“Donna per caso” di Jonathan Coe (Feltrinelli)

Abbiamo trovato un accordo, io e il signore che gestisce la bancarella dei libri usati vicino a casa mia. Io gli porto i romanzi che reputo indegni di occupare spazio a ufo negli scaffali strapieni della mia libreria, e lui me ne dà altri. Facciamo scambio, insomma. Così, in cambio di uno sciapo best seller, ho preso Donna per caso.

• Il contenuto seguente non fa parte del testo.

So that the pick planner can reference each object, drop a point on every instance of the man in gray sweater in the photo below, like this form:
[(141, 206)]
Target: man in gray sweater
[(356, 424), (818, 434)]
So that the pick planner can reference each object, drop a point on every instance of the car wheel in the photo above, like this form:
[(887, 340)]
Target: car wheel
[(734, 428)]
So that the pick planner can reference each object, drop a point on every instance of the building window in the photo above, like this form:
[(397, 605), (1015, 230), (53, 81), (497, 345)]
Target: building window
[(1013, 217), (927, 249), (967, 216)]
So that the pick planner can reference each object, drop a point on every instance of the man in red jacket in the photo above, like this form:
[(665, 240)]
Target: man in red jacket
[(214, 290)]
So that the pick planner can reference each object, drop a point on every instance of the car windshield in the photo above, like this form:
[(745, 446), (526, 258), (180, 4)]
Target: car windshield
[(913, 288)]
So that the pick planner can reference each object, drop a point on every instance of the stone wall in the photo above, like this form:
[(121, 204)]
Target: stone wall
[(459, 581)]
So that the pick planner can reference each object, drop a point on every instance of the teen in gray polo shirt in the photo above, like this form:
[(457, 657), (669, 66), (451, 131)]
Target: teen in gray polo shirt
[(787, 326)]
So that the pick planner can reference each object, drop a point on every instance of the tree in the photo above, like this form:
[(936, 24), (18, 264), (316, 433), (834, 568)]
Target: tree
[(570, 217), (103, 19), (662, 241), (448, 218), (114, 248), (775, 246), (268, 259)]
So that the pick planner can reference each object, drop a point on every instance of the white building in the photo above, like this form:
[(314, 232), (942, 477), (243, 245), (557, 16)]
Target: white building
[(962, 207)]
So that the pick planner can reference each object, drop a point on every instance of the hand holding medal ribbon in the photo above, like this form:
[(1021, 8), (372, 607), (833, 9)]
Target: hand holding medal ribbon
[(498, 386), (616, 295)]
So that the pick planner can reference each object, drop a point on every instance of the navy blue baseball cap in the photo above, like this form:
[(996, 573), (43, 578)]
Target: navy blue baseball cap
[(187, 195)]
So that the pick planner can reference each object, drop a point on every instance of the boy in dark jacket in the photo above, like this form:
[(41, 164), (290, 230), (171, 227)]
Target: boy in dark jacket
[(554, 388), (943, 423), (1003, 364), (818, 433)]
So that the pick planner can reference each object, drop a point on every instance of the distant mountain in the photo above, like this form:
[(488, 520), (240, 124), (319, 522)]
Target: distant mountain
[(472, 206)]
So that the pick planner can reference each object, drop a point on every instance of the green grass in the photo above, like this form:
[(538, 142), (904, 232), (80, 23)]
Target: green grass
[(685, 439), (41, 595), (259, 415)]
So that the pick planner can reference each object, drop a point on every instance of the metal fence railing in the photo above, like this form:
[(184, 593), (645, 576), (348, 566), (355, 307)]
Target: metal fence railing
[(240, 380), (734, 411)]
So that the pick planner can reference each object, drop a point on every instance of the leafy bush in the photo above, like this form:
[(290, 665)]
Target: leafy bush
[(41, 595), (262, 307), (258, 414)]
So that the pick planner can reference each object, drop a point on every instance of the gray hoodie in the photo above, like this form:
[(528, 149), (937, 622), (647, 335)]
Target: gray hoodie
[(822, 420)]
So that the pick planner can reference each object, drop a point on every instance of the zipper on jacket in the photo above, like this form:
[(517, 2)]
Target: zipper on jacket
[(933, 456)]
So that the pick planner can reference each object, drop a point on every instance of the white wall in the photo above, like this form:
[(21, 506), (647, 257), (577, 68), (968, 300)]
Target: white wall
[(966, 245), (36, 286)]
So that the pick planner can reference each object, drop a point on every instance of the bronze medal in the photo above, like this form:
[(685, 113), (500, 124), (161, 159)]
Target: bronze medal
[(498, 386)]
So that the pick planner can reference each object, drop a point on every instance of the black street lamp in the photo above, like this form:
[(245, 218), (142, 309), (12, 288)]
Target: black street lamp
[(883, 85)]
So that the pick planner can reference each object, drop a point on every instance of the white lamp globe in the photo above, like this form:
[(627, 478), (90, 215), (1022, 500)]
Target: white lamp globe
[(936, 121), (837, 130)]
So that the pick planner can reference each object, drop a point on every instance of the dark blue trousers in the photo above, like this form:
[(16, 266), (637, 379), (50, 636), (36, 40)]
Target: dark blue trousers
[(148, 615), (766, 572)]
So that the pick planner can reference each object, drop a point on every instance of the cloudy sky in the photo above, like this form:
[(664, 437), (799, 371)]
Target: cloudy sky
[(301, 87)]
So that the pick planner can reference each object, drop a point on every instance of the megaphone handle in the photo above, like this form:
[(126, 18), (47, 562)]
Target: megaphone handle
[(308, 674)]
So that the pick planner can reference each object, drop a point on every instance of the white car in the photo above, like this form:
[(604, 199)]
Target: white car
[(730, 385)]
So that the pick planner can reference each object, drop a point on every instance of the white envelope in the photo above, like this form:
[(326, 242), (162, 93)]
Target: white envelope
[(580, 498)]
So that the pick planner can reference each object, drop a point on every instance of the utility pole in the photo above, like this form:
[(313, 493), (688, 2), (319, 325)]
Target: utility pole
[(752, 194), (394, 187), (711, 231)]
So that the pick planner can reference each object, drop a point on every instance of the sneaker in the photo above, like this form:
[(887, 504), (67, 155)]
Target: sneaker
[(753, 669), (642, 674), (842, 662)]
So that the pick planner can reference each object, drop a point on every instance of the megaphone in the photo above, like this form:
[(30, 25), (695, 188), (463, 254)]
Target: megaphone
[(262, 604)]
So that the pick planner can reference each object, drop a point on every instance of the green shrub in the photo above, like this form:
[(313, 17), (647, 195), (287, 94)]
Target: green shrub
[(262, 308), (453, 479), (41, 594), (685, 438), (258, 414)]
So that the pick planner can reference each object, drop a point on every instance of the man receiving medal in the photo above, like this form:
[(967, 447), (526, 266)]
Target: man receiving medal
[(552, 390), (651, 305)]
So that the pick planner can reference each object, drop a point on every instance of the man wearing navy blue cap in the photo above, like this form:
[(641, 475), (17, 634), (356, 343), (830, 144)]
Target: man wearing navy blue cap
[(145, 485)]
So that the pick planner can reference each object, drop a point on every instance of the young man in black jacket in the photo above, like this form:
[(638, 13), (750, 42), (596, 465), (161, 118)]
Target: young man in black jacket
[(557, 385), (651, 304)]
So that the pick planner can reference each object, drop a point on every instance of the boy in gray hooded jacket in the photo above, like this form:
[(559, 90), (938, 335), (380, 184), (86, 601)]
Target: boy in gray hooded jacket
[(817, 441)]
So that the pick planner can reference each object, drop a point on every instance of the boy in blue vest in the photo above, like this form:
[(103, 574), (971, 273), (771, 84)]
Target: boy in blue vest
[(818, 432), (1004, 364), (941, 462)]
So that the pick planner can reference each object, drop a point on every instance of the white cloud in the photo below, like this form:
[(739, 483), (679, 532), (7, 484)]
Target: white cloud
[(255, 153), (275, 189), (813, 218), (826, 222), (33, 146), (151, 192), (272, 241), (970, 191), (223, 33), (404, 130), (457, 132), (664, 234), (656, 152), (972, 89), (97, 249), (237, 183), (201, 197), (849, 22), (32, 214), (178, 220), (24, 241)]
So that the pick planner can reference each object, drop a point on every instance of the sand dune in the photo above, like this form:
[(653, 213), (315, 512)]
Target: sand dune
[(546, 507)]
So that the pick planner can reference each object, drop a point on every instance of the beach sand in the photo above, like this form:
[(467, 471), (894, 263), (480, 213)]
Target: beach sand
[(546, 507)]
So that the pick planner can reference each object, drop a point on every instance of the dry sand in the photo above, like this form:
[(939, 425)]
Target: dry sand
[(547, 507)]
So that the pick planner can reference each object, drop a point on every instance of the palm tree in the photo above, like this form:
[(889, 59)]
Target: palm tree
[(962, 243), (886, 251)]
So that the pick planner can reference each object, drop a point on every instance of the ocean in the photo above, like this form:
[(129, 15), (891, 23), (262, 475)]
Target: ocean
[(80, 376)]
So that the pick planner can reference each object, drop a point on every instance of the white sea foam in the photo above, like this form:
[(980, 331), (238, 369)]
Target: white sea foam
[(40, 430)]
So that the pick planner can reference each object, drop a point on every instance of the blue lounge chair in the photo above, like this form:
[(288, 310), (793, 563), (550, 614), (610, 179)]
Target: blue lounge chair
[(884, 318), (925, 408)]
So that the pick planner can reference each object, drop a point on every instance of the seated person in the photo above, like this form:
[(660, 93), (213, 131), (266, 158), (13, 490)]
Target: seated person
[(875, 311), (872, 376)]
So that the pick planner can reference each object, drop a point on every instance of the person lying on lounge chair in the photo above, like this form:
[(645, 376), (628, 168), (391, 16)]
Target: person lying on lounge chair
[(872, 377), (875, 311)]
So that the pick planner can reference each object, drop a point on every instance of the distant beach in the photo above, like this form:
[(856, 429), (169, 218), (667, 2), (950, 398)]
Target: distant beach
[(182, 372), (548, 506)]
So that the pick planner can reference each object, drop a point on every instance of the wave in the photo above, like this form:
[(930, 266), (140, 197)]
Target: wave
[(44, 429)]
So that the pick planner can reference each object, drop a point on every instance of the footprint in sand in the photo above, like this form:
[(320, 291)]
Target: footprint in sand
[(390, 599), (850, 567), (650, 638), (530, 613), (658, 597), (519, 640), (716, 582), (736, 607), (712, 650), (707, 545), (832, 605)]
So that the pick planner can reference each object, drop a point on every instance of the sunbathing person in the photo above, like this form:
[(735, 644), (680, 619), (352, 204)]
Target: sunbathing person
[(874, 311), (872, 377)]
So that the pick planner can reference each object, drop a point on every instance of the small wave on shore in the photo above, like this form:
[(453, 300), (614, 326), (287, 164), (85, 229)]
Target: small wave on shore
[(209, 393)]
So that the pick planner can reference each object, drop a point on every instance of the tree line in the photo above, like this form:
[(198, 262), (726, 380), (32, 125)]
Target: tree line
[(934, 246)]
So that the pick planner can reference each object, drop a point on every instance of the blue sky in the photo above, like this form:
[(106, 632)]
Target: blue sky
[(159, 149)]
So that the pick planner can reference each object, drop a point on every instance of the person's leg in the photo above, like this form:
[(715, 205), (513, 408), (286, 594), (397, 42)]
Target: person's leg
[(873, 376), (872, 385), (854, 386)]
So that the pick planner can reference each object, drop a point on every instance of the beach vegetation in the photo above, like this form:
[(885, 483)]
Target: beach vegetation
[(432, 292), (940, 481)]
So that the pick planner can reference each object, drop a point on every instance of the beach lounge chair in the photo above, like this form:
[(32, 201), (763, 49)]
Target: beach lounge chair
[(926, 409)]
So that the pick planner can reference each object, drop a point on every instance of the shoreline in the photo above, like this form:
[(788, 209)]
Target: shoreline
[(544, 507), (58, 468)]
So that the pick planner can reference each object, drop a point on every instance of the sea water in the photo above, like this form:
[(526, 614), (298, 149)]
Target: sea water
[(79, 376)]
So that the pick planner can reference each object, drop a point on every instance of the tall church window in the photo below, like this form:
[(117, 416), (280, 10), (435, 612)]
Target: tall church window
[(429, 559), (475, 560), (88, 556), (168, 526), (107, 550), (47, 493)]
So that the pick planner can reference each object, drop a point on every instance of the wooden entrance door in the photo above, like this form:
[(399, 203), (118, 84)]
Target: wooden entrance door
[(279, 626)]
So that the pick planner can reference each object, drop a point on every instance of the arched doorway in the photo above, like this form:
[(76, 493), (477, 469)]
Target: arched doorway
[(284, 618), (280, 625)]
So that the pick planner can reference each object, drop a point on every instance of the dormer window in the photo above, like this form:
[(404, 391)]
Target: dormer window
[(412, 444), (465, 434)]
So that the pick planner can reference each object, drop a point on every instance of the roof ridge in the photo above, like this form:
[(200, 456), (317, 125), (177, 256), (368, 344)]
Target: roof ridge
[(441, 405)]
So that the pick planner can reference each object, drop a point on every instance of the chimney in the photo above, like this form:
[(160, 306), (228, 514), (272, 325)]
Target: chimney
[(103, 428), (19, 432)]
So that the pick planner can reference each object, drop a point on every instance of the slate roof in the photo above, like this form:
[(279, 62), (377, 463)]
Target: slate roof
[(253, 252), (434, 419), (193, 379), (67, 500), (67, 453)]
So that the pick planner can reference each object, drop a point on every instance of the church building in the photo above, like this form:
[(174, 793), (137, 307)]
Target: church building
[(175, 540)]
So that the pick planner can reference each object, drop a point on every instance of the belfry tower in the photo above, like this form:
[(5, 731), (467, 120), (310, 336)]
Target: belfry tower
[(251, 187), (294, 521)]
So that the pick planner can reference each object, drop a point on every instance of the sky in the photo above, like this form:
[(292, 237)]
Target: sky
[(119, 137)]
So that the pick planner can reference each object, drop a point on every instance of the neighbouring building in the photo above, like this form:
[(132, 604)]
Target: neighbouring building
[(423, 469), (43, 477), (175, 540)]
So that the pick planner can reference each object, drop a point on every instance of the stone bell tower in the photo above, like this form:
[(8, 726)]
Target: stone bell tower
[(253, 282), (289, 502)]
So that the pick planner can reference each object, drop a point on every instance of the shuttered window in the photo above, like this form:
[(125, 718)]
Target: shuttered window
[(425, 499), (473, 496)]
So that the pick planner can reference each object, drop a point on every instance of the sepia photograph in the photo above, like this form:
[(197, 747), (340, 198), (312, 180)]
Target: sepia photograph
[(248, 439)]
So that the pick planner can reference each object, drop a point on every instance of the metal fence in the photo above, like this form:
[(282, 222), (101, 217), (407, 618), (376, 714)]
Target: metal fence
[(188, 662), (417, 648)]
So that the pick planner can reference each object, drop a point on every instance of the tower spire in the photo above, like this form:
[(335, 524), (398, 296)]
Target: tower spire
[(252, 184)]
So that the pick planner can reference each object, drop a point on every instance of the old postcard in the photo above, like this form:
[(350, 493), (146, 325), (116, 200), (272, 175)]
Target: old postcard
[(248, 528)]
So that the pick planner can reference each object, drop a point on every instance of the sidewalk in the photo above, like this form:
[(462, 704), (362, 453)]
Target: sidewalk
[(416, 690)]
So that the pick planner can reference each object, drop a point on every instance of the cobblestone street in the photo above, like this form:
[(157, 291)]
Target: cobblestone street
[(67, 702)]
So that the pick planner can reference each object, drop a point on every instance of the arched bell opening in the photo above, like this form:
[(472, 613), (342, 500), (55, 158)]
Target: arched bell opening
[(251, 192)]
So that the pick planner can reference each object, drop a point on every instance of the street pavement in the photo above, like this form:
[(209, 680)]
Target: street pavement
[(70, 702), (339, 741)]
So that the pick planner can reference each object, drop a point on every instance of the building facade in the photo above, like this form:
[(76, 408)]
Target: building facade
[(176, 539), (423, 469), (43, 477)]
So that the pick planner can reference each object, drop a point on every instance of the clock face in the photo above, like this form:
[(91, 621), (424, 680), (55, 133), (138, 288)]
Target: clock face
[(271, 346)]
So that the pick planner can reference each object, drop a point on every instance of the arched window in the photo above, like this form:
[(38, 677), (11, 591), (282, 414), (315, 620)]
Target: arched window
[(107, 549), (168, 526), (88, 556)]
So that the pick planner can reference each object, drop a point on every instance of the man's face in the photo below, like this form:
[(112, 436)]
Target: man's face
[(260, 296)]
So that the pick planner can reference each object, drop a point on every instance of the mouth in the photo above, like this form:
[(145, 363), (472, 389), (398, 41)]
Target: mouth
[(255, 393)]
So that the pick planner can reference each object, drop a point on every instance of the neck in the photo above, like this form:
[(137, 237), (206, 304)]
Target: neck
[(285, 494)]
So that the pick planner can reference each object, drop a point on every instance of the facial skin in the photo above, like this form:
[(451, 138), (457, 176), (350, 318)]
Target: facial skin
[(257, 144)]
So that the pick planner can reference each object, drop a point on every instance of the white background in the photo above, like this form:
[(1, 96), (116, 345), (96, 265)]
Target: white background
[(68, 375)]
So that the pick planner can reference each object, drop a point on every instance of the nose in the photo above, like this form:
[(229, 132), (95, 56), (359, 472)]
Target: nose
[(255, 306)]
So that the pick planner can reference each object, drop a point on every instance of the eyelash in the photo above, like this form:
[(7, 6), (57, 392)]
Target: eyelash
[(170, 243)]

Di Coe avevo già letto La famiglia Winshaw e La casa del sonno, che mi erano piaciuti. Questo piccolo romanzo mi ha molto colpito: per la protagonista, Maria, una ragazza con un carattere molto particolare e inedito, e per lo stile della narrazione, con quell’umorismo sottile ed estremamente british che adoro. “Jonathan Coe vi mette a disposizione un suo doppio comico – il narratore – un io solerte e meditabondo, compassato e invasivo” dice la quarta di copertina. Di più: l’autore si intrufola nel suo stesso racconto (lo fa in modo simile anche Pennac nel suo delizioso Ernest e Celestine) e condivide con noi i suoi dubbi stilistici, le sue scelte narrative, fino a confessare con candore, a un certo punto, che vuole concludere la storia di Maria perché non ha più nulla da dire. Ha tantissimo da dire, ovviamente, e lo dice benissimo.

Un bel libro, particolare, e scritto (e tradotto) splendidamente.

Mi è arrivato per caso, ed è stato un caso fortunato.